Our study examines the origin of hydrocarbons in a large exhumed oil field located in the Sierra de El Abra along the eastern margin of the Valles-San Luis Potosi platform and the leading edge of the Sierra Madre Oriental fold-thrust belt. The El Abra Formation is exposed in quarries where it is heavily impregnated with bitumen. Geochemical analyses of stains and fluid inclusions within the quarries suggest that two types of oil are present. The first is a highly mature volatile oil and condensate with thermally degraded biomarker signatures. The second oil is similar in maturity to the Golden Lane oils of the Tuxpan platform but is derived from a more clastic-rich lithofacies. Our integrated paleothermometry data indicate that the El Abra Formation in the quarries was buried by Lower Tertiary sediments to a depth of approximately 5 km and uplifted about 30 Ma.
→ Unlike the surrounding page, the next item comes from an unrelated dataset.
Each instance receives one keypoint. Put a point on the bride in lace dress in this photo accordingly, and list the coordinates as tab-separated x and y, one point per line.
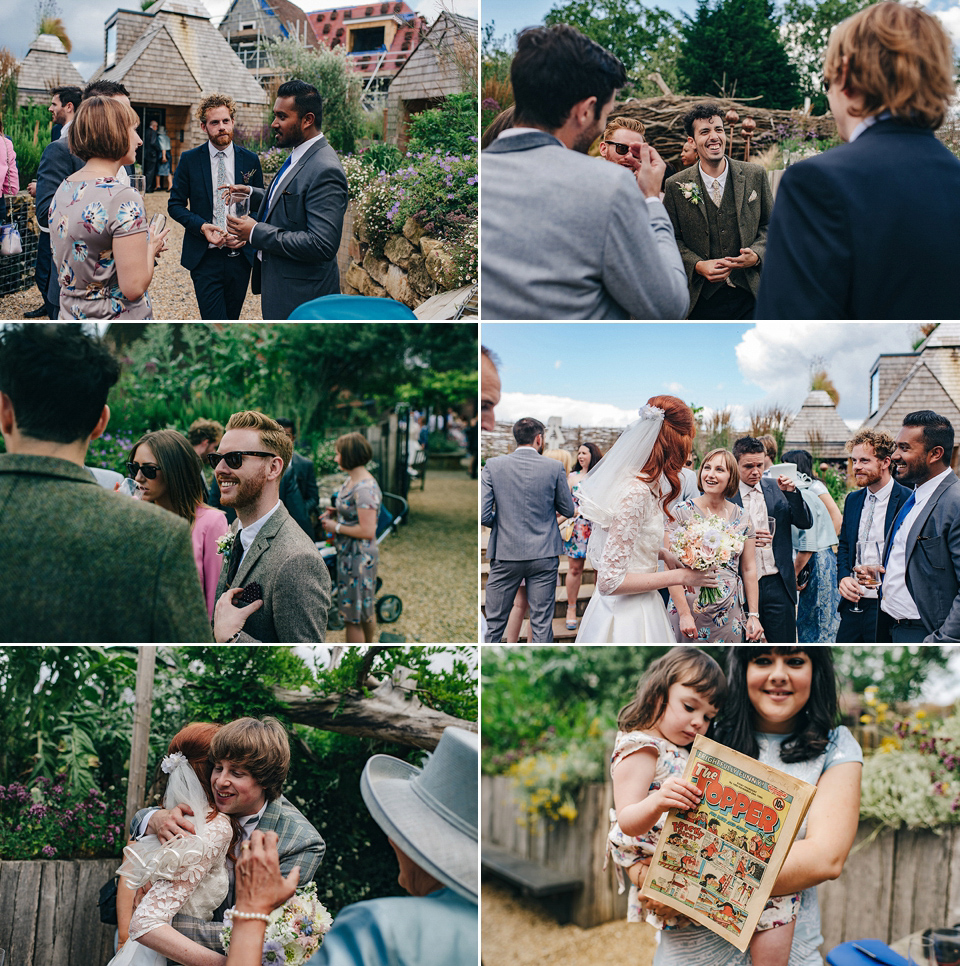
187	874
626	496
Large volumes of hydrocarbons were generated within the fold-thrust belt during the Paleocene and migrated eastward where they were trapped within the Sierra de El Abra just prior to or during deep burial. A second, smaller charge of hydrocarbons was trapped in the same structure during Eo-Oligocene uplift of the frontal part of the fold-thrust belt and the foreland. The source of this later oil is presently unclear, but most likely came from a more foreland position where lower maturity Upper Jurassic source rocks are preserved. Relatively recent regional uplift and erosion were responsible for breaching the large hydrocarbon accumulation. Our analysis indicates the Sierra Madre Oriental fold-thrust belt played a significant role in the formation of hydrocarbon accumulations along the eastern margin of the Tampico-Misantla basin.